La tasa ya superó el 8% y las ofertas mostraron menor fuerza. Si esa tendencia continúa, el discurso de confianza absoluta del mercado podría empezar a chocar con una pregunta inevitable: ¿cuánto están dispuestos a exigir los inversores para prestarle dólares al Gobierno argentino?

LA CUENTA QUE PUEDE QUEDAR PARA MAÑANA

Existe además un elemento político imposible de ignorar. El Bonar 2029 vence durante la próxima administración. Es decir, parte de la estrategia financiera actual extiende compromisos hacia el futuro.

Para 2027, año electoral, el Ministerio de Economía proyecta conseguir alrededor de USD 5.000 millones en el mercado de capitales local. El objetivo luce ambicioso si las tasas continúan aumentando o disminuye la voluntad de los inversores para colocar dólares en títulos del Tesoro.
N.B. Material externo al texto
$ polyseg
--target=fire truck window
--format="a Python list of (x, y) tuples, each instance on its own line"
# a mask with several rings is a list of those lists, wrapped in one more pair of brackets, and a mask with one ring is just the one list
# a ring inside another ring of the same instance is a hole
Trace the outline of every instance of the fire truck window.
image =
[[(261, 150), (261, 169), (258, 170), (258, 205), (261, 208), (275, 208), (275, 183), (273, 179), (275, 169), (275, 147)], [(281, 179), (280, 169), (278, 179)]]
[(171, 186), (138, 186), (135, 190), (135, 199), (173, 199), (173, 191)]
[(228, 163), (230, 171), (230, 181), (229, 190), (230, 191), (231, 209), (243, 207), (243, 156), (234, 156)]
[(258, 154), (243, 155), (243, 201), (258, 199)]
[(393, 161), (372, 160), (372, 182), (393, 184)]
Argentina conoce demasiado bien esta película: gobiernos que celebran financiamiento como una demostración de confianza mientras las obligaciones quedan anotadas para los años siguientes.
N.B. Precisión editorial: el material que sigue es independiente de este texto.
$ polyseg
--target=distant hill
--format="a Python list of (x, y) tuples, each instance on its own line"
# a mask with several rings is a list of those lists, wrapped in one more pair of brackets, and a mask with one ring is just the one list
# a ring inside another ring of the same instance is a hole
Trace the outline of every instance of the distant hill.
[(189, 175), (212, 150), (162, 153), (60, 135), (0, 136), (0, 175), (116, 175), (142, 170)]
Conseguir dólares puede resolver necesidades inmediatas. La discusión de fondo es qué estructura productiva, comercial y financiera permitirá generar esas divisas de manera sostenible sin convertir nuevamente al endeudamiento en el respirador artificial de la economía.

ENTRE LA PLANILLA DE EXCEL Y LA HELADERA

Caputo enfrenta entonces dos exámenes en apenas unos días. Primero deberá superar una licitación en la que necesita dólares y donde el mercado empieza a mostrar condiciones más exigentes. Después llegará el número que más fácilmente entiende cualquier argentino: cuánto subieron los precios.

La Casa Rosada intentará presentar cualquier inflación cercana al 2% como una nueva señal de estabilidad. Sin embargo, si el índice vuelve a acelerarse, será difícil esconder que el proceso encontró un piso mucho más resistente de lo que prometía el relato libertario.

El verdadero desafío no consiste únicamente en conseguir que una estadística baje algunas décimas. Argentina necesita producir, generar empleo, recuperar salarios, fortalecer su mercado interno y garantizar que el crecimiento llegue a quienes trabajan.

Porque mientras Milei celebra el ajuste y Caputo busca dólares en los mercados, millones de argentinos siguen haciendo la cuenta más importante de todas: si la plata alcanza hasta fin de mes.